As an agent, a broker-dealer helps a customer buy or sell securities. As a dealer, a broker-dealer is one of the parties doing the buying or selling. In either role, broker-dealers are subject to extensive regulation. They are sometimes referred to as “registered broker-dealers” because they must register with the appropriate federal and state authorities. Broker-dealers cannot charge both commissions and a markup on the same transaction. They can act either in their capacity, as a broker/agency or as a dealer/principal, but they can’t simultaneously act as both. Broker-dealers can be any size business, from independent agents to large corporations. Large broker-dealers are often part of a financial conglomerate. These include the broker-dealer divisions of financial powerhouses such as:

Charles Schwab and CompanyTD AmeritradeFidelity InvestmentsScottradeInteractive Brokers

Acronym: BD

How Does a Broker-Dealer Work?

What a broker-dealer does depends on whether they are acting as a dealer or an agent in a given transaction.

A Broker-Dealer As Agent

The broker-dealer helps a customer buy or sell a security or securities when acting in an agency capacity. They undertake the actions necessary to facilitate the trade.  The broker-dealer doesn’t have any of their own money at risk. They’re simply attempting to match a buyer and seller with other broker-dealers or through some other means. The broker-dealer is paid a commission in exchange for this service.

A Broker-Dealer As Dealer

The broker-dealer acts as a dealer when they’re one of the principals involved in a transaction. The broker-dealer is on the other side of a transaction and is buying or selling a security from a customer.  A broker-dealer might have an inventory of municipal bonds acquired from customers who wanted to sell at some point in the past. The broker-dealer will mark up the bond and earn a spread between what they paid for it and what they charge the customer who ultimately purchases it. 

Broker-Dealers vs. Investment Advisors

The other major classification of registration for an individual or a firm operating in the securities industry is the registered investment advisor (RIA). Broker-dealers and registered investment advisors can appear to do the same job, though there are some differences. Registered investment advisors, by contrast, have always been bound by the fiduciary standard. RIAs and the advice they offer are regulated by the U.S. Securities and Exchange Commission. Someone acting as a fiduciary must act in the best interests of the person they’re representing or serving. Under this standard, registered investment advisors must:

Disclose conflicts of interestHave impeccable standards of conductGive investment advice that is the best possible advice for the client, rather than just “suitable”
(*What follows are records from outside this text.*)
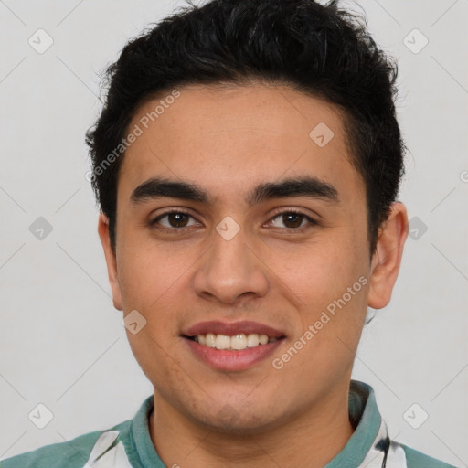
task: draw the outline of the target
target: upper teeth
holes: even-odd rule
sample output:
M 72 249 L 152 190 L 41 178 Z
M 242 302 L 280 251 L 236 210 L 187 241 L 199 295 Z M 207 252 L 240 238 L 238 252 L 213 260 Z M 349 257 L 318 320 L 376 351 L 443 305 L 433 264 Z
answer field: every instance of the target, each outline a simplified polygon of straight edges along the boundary
M 217 349 L 246 349 L 248 347 L 255 347 L 259 345 L 266 345 L 269 342 L 276 341 L 276 338 L 269 338 L 266 335 L 258 335 L 251 333 L 249 335 L 240 334 L 234 336 L 227 336 L 226 335 L 215 335 L 207 333 L 207 335 L 198 335 L 195 337 L 200 345 Z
However, new rules passed by the Securities and Exchange Commission in 2019 attempt to change this. The rules established that, whether customers are working with a broker-dealer or investment advisor, they are entitled to advice or recommendations that are in the best interest of the customer, rather than the best interest of the firm or financial professional.

Do I Need a Broker-Dealer?

Before deciding to work with a broker-dealer, consider: Many private investors handle their own accounts. For some, however, the fees that come from working with a broker-dealer are worth the benefit of that agent’s expertise and attention.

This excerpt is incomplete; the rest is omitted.